From 2680e9f560138a6ec802c3c4d86810dddcb228d2 Mon Sep 17 00:00:00 2001
From: Leonardo Uieda <leo@uieda.com>
Date: Mon, 6 Apr 2026 14:34:25 -0300
Subject: [PATCH 19/20] Fix formatting issues after code review

---
 harmonica/_transformations.py | 8 ++++++--
 harmonica/filters/_utils.py   | 8 +++++++-
 2 files changed, 13 insertions(+), 3 deletions(-)

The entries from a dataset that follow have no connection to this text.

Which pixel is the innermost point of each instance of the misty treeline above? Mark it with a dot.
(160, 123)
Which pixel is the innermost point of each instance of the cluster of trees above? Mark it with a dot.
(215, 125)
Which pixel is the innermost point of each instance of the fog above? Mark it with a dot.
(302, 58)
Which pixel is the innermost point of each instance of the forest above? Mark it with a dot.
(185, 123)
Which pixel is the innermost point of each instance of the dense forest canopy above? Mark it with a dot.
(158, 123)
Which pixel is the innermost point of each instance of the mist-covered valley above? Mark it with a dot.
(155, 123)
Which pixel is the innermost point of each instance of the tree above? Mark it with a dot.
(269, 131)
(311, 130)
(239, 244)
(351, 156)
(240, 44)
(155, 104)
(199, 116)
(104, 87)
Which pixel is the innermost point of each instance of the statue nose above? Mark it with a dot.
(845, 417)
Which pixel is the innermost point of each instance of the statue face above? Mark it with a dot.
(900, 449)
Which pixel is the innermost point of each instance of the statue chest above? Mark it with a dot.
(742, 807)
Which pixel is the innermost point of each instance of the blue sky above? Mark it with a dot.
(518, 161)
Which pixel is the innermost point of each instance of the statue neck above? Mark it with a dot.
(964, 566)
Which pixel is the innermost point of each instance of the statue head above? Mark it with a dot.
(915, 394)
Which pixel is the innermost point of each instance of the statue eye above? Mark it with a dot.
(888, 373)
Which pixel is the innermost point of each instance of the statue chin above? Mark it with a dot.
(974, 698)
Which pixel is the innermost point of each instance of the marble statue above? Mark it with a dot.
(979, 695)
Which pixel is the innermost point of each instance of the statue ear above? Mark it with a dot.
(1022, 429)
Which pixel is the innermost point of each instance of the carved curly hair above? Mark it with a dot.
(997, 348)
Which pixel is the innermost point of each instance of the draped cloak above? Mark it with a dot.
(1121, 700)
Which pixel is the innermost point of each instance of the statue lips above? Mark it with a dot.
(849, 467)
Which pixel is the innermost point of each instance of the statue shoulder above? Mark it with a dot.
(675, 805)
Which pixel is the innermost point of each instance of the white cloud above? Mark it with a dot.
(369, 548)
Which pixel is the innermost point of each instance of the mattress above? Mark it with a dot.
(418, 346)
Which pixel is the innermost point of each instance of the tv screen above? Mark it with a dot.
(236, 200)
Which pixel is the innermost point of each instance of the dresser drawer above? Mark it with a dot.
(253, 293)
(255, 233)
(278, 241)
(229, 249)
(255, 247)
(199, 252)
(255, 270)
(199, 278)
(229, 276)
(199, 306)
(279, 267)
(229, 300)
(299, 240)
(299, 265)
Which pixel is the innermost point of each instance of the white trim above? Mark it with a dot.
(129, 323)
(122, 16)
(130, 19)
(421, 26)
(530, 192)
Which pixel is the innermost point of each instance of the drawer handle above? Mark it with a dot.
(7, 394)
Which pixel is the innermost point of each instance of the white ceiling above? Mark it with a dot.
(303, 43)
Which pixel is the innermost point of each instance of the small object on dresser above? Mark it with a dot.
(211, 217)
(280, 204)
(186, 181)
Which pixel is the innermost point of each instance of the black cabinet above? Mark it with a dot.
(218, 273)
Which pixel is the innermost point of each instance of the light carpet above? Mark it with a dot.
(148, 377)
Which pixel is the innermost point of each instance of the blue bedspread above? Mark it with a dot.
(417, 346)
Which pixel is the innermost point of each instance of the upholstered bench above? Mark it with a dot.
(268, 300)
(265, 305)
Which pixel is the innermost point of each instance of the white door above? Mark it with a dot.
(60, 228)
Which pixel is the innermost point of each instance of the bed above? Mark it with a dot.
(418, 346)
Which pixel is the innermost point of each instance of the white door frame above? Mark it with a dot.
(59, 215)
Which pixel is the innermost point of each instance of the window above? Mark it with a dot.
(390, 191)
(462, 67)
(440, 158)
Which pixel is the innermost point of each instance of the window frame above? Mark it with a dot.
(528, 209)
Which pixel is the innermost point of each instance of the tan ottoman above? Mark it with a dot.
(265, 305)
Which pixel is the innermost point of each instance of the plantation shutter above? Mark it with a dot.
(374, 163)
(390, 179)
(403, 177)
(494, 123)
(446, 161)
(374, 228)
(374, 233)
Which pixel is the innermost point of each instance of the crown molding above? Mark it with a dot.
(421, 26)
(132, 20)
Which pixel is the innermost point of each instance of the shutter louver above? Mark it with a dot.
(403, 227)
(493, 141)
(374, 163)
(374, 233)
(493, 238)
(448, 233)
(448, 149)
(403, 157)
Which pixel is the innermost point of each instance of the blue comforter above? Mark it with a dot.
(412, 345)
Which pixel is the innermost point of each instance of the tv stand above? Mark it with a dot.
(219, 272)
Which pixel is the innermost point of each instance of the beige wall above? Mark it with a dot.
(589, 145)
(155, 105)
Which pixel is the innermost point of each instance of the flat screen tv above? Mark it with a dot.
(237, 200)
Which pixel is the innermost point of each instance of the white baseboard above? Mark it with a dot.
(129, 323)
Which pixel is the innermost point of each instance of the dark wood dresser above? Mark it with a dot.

diff --git a/harmonica/_transformations.py b/harmonica/_transformations.py
index c31aa1c8e..bca815bf8 100644
--- a/harmonica/_transformations.py
+++ b/harmonica/_transformations.py
@@ -73,7 +73,9 @@ def derivative_upward(grid, *, order=1, pad=True, pad_kwargs=None):
     )
 
 
-def derivative_easting(grid, *, order=1, method="finite-diff", pad=True, pad_kwargs=None):
+def derivative_easting(
+    grid, *, order=1, method="finite-diff", pad=True, pad_kwargs=None
+):
     """
     Calculate the derivative of a regular grid in the easting direction.
 
@@ -147,7 +149,9 @@ def derivative_easting(grid, *, order=1, method="finite-diff", pad=True, pad_kwa
     return grid
 
 
-def derivative_northing(grid, *, order=1, method="finite-diff", pad=True, pad_kwargs=None):
+def derivative_northing(
+    grid, *, order=1, method="finite-diff", pad=True, pad_kwargs=None
+):
     """
     Calculate the derivative of a regular grid in the northing direction.
 
diff --git a/harmonica/filters/_utils.py b/harmonica/filters/_utils.py
index 696f01b88..33ec8d9c1 100644
--- a/harmonica/filters/_utils.py
+++ b/harmonica/filters/_utils.py
@@ -15,7 +15,13 @@
 
 
 def apply_filter(
-    grid, fft_filter, *, filter_kwargs=None, pad=True, pad_kwargs=None, drop_coords=False
+    grid,
+    fft_filter,
+    *,
+    filter_kwargs=None,
+    pad=True,
+    pad_kwargs=None,
+    drop_coords=False,
 ):
     """
     Apply a filter to a grid and return the transformed grid in spatial domain.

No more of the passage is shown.